With Surat alone producing over 80% of polyster fabric, a major shift in manufacturing trend will be seen in 450 textile units in the district. "There has been a steady fall in the demand for synthetic sarees and salwar kameez in the domestic market. Anually, we are seeing a 15% reduction in polyster manufacturing as women are increasingly opting for cotton and viscose (georgette and chiffon) fabric," said Pramod Chaudhary, president of South Gujarat Textile Processors Association.
The dip in demand is mainly due to the changing fashion trends and rising middle-class aspirations. Textile manufacturers also attribute the decline to the young generation moving away from saree and salwar to trousers and western wear. "The trend has started shifting with more western wear in vogue than it had been a decade ago. From manufacturing polyster sarees, whose trend started in 1976-77, we have now moved to making cotton dress material and men's suiting.
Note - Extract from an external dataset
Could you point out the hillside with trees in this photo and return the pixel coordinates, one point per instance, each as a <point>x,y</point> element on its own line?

Across India, we are seeing the middle-class consumers buying more cotton and cotton-blended fabric, even though it is costly," said Madhusudan Group of Industries' managing director Shrikanth Mundra, adding that the increased earnings of the middle-class were equally contributing to this trend. The company has a daily capacity to manufacture one lakh metre a day.
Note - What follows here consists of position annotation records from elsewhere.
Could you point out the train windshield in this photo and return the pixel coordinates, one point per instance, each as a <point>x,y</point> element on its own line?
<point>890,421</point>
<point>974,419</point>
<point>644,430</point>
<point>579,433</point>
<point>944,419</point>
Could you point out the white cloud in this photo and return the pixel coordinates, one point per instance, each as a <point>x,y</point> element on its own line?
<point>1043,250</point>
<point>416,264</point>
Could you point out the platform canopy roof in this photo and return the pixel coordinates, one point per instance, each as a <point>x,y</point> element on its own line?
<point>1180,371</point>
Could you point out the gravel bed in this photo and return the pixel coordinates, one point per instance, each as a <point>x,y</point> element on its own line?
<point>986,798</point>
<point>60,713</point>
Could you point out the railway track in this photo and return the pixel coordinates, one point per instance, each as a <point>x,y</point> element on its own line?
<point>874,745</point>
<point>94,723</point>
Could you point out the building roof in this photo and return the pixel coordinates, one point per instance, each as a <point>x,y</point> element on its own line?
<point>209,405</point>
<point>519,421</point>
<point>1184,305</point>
"In order to remain in business, the textile units, which manufactured only synthetic fabric, are now adding machinery that can churn out cotton and viscose clothing. Some others have also moved to manufacturing home-furnishing fabric and men suiting," said Chaudhary.
Leading synthetic saree and dress material brand 'Vishal' has slowly moved to manufacture other blends. "In 1999, when we started the business, we were processing and manufacturing polyster-base fabric 100%. Now it accounts for 60% with the rest of the capacity divided between cotton and viscose," said Vishal Group MD Gattubhai Shah. The Rs 150-crore company manufactures about 50,000 metres a day. "The synthetic cloth demand is from the lower middle-class, which does not want costly embroidered apparels but only prints. Moreover, there is a demand from the European and Middle East countries, which accounts for 5% of our total production," he added.
However, in its 10 retail outlets under the brand name 'Arissa', the company is only selling viscose and cotton dress material apart from Manish Malhotra, Neeta Lulla, Rohit Bal, Surili Goel, Archana Kochhar and Mandira Vig brands whose contract manufacturing is done by the company.
The prices of synthetic sarees and suits start from Rs 150 to Rs 1,200, depending on the embroidery work. With malls and multi-brand retail outlets selling cotton and cotton-blend dress material at the same range, the competition is tough, say companies. "There are more than 10,000 small brands in Surat alone in synthetic sarees, which buy the fabric for manufacturers and do marketing under there own brand. With women preferring cotton kurtis, tunics and skirts, we see the need to add new cotton manufacturing lines," said Bindal Silk Mills' owner Ravindra Arya who manufactures 2 lakh metres per day.